Artık kırk yılda bir fare bulabilen kedi yine oturup ne yapabileceğini düşünmüş. Gidip kilerin tavanından aşağı bir halat sallandırmış ve ucuna kendini asıp ölü taklidi yapmış. Kediyi o halde gören fareler sevinç çığlıkları atmış. Hepsi düşmanlarını yakından görmek için çıkıp gelmiş. Kedi aniden kafasını halattan kurtarıp üzerlerine atlamış ve korkudan donup kalan farelerin büyük bir kısmını öldürmüş. Saldırıyı atlatabilenler bir kez daha kedi tarafından kandırılmaktansa açlıktan ölmek daha iyidir deyip evlerinden çıkmamaya ant içmişler.

Akıllı kedi ne yapacağını biliyormuş. Kralın aşçısının hazırladığı un lapasının içinde yuvarlanmış. Her tarafı lapayla kaplanıp görünmez olunca gidip fare deliklerinin önüne boylu boyunca uzanmış. Lapayı fark eden aç fareler "Koşun başımıza gökten talih kuşu kondu," ve "Of enfes bir yemek!" diye bağrışmışlar. Hiç vakit kaybetmeden lapanın başına üşüşüp yemeğe yumulmuşlar. Bu anı bekleyen kedi daha fareler ne olduğunu anlayamadan birdenbire zıplayıp üstlerine atlamış. Ayaklanıp yürümeye başlayan lapanın aslında kedi olduğunu anlayana kadar bütün fareler ölmüş. Böylece kralın kilerinde hiç fare kalmamış.

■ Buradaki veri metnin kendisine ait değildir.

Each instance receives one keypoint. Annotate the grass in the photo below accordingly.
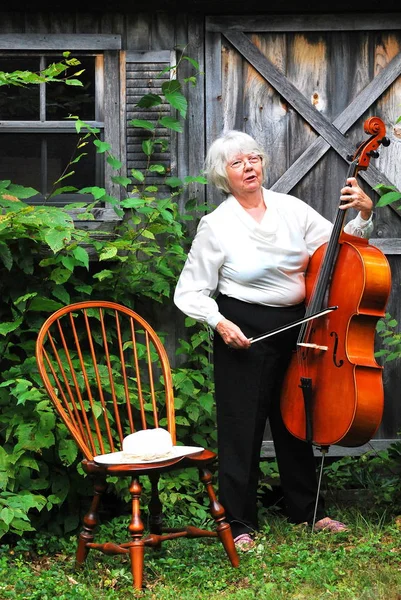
(288, 562)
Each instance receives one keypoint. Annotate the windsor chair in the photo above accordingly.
(107, 374)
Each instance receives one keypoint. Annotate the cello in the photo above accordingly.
(333, 390)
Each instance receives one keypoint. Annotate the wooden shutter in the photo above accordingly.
(143, 77)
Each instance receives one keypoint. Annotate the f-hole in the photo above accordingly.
(337, 363)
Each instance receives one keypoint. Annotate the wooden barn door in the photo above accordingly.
(303, 87)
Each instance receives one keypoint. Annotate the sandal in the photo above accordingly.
(331, 525)
(244, 542)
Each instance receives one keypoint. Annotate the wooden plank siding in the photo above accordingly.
(304, 92)
(301, 84)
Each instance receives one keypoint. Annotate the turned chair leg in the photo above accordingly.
(218, 513)
(90, 521)
(155, 509)
(136, 529)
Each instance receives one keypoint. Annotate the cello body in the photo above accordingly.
(347, 391)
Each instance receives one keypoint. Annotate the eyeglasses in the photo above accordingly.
(253, 159)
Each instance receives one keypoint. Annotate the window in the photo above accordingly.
(37, 140)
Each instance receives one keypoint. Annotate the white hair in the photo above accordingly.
(225, 148)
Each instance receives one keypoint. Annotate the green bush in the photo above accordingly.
(46, 262)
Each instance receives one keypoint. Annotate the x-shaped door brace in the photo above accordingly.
(331, 134)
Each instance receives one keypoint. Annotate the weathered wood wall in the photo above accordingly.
(347, 67)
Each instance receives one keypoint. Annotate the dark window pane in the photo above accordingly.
(39, 160)
(63, 100)
(19, 103)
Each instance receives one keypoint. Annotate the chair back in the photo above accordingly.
(107, 374)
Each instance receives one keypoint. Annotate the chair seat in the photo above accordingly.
(202, 457)
(108, 376)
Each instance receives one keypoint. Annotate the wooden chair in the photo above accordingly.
(108, 375)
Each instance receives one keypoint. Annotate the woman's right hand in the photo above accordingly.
(232, 335)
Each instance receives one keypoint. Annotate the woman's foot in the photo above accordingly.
(244, 542)
(327, 524)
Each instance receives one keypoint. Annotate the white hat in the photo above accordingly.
(146, 446)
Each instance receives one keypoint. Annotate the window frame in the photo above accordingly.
(110, 71)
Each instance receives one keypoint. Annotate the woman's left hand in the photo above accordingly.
(355, 197)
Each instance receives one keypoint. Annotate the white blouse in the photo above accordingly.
(261, 263)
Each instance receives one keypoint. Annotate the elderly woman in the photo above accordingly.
(244, 275)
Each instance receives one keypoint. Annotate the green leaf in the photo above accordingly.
(97, 192)
(101, 146)
(148, 147)
(388, 198)
(143, 124)
(68, 451)
(124, 181)
(60, 275)
(114, 162)
(81, 255)
(173, 182)
(6, 256)
(105, 274)
(57, 239)
(157, 169)
(39, 304)
(149, 100)
(192, 61)
(148, 234)
(107, 253)
(198, 179)
(171, 123)
(75, 82)
(171, 90)
(138, 175)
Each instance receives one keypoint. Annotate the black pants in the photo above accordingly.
(248, 386)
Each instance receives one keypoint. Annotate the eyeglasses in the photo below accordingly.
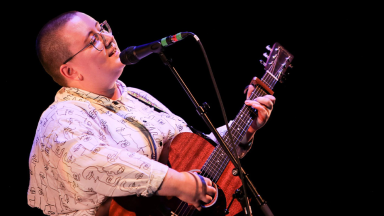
(96, 39)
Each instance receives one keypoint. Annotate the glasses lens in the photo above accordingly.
(105, 27)
(97, 42)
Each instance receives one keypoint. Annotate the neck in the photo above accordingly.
(116, 95)
(111, 92)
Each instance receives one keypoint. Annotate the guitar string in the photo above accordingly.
(246, 112)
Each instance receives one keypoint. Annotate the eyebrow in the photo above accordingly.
(90, 32)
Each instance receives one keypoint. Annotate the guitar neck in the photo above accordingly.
(275, 68)
(218, 159)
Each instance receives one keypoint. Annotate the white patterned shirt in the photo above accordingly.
(88, 147)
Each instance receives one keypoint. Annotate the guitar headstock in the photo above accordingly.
(278, 61)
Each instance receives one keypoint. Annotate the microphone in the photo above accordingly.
(133, 54)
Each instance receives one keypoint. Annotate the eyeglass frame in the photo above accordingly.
(109, 30)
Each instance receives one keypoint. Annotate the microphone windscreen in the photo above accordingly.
(128, 57)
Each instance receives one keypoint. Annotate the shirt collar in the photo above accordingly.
(71, 93)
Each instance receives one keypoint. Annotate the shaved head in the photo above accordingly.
(52, 48)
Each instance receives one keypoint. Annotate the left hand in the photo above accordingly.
(263, 105)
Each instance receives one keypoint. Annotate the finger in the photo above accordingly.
(197, 206)
(208, 181)
(265, 102)
(206, 199)
(211, 191)
(250, 90)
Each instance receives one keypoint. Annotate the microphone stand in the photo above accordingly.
(200, 110)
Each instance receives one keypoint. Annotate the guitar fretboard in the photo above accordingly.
(218, 159)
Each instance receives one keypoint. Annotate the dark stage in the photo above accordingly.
(318, 154)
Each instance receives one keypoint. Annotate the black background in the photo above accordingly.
(318, 154)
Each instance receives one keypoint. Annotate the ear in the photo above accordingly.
(70, 73)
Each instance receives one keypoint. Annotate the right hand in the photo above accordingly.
(197, 190)
(188, 187)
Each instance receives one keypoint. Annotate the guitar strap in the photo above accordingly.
(145, 100)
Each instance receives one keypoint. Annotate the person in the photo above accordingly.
(101, 139)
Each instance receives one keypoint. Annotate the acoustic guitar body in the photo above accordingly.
(188, 151)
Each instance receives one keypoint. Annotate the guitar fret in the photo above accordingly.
(269, 73)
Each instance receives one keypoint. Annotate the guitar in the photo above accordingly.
(190, 151)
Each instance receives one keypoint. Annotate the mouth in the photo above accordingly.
(114, 50)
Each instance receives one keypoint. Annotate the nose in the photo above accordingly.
(108, 38)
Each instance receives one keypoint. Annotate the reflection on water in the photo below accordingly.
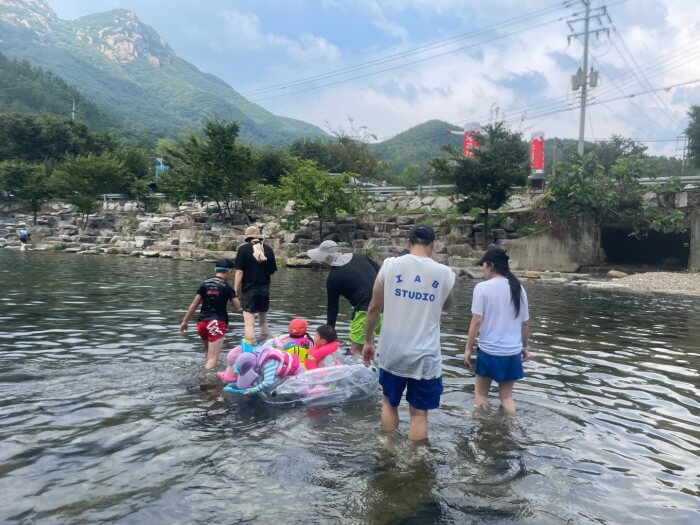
(107, 416)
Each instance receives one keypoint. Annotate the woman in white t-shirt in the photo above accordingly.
(499, 317)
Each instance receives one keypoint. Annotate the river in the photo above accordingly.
(107, 417)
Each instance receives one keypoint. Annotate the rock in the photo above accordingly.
(474, 272)
(461, 250)
(142, 242)
(509, 224)
(299, 262)
(499, 233)
(442, 204)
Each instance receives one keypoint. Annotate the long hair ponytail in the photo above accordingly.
(516, 291)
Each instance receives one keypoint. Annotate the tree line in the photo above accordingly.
(44, 157)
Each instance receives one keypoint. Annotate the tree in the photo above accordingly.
(271, 164)
(80, 180)
(315, 191)
(617, 195)
(693, 132)
(36, 138)
(28, 183)
(213, 166)
(500, 162)
(138, 167)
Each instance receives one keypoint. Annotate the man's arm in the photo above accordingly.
(471, 338)
(271, 261)
(333, 301)
(190, 312)
(237, 279)
(448, 302)
(375, 307)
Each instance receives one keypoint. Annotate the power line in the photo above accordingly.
(413, 62)
(557, 111)
(405, 64)
(413, 51)
(655, 96)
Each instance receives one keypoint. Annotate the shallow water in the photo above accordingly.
(106, 416)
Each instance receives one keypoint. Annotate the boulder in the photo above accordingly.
(474, 272)
(142, 242)
(499, 233)
(414, 204)
(509, 224)
(442, 204)
(299, 262)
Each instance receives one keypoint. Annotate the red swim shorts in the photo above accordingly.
(212, 330)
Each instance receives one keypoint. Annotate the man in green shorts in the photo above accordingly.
(351, 275)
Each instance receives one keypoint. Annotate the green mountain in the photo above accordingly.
(28, 89)
(128, 70)
(415, 145)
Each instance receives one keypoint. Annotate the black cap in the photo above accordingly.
(421, 234)
(224, 265)
(495, 255)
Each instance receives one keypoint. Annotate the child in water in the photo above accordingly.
(260, 369)
(214, 294)
(298, 342)
(325, 343)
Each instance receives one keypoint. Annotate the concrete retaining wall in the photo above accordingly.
(694, 261)
(562, 253)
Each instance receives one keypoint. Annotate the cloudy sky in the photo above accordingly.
(454, 60)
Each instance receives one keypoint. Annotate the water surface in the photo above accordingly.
(106, 415)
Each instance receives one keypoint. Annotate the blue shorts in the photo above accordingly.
(500, 368)
(423, 394)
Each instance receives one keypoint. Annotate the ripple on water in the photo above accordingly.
(106, 415)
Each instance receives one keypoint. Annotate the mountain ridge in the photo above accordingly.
(123, 65)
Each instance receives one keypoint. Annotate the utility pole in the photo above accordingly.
(584, 78)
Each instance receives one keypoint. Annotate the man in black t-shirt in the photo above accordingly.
(255, 263)
(214, 294)
(352, 276)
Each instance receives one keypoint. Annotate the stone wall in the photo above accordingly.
(566, 252)
(694, 262)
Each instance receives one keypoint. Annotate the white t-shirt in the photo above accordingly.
(500, 332)
(415, 289)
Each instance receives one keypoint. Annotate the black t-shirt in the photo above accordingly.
(354, 281)
(255, 273)
(215, 294)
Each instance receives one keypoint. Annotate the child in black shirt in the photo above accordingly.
(212, 324)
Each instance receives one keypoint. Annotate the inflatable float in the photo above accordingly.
(337, 379)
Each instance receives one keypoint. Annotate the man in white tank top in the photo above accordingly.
(413, 290)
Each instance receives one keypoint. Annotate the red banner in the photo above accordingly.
(471, 139)
(537, 152)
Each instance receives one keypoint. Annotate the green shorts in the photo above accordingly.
(357, 327)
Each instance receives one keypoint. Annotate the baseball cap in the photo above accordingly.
(246, 365)
(224, 265)
(421, 234)
(298, 327)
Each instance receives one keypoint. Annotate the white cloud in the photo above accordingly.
(244, 31)
(392, 29)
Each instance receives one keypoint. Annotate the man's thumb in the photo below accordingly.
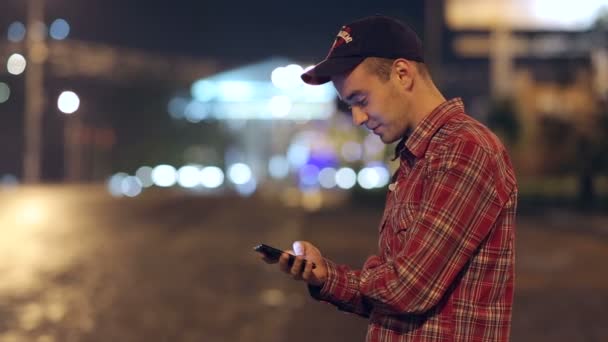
(298, 248)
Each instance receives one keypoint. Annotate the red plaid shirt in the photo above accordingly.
(444, 271)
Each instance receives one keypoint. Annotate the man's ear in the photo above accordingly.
(404, 71)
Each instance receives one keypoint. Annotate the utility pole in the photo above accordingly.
(37, 53)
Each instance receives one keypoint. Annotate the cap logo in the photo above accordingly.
(343, 37)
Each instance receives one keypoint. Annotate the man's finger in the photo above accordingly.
(299, 248)
(307, 274)
(284, 263)
(296, 269)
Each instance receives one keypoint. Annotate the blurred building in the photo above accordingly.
(545, 56)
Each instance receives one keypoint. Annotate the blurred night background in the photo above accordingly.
(147, 146)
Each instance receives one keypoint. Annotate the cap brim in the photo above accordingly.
(323, 72)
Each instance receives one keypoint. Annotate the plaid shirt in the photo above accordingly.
(444, 271)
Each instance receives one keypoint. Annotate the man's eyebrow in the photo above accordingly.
(353, 95)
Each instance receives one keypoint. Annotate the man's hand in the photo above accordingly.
(304, 250)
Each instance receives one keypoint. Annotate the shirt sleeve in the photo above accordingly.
(460, 204)
(342, 288)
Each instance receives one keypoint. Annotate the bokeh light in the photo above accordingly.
(60, 29)
(68, 102)
(16, 64)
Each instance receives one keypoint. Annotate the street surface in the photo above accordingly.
(79, 265)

Farelerin temizlendiğini öğrenen Kral çok memnun olmuş. Kediye saygıdeğer bir unvan vermeye karar vermiş ve kendisine önerilerde bulunulmasını emretmiş. Çok yüksek dereceli bir unvan olmalıymış bu. "Gökyüzü!" diye önermiş biri. "Ama bulutlar gökyüzünü kaplar," diye karşılık vermiş bir başkası, "dolayısıyla bulutlar gökyüzünden güçlüdür. Kediye Bulut diyelim." Bu sefer bir üçüncü itiraz etmiş: "Rüzgar bulutları kovalar, o yüzden Rüzgar daha uygun bir unvan." "Doğru ama rüzgar duvara çarptı mı geçemez," diye tespit etmiş bir başkası, "en doğrusu Duvar demek." O ana kadar susmuş olan yaşlı bir adam söz almış ve "Duvar da ne o kadar güçlü ne o kadar sağlamdır. Çünkü fare bir delik açıp geçiverir içinden. Fakat kediye Fare unvanını da veremeyiz, zira farelerin hepsini kedi yedi. İşte bu yüzden en güçlü ve en akıllı kedi için en saygıdeğer unvan kedidir," demiş.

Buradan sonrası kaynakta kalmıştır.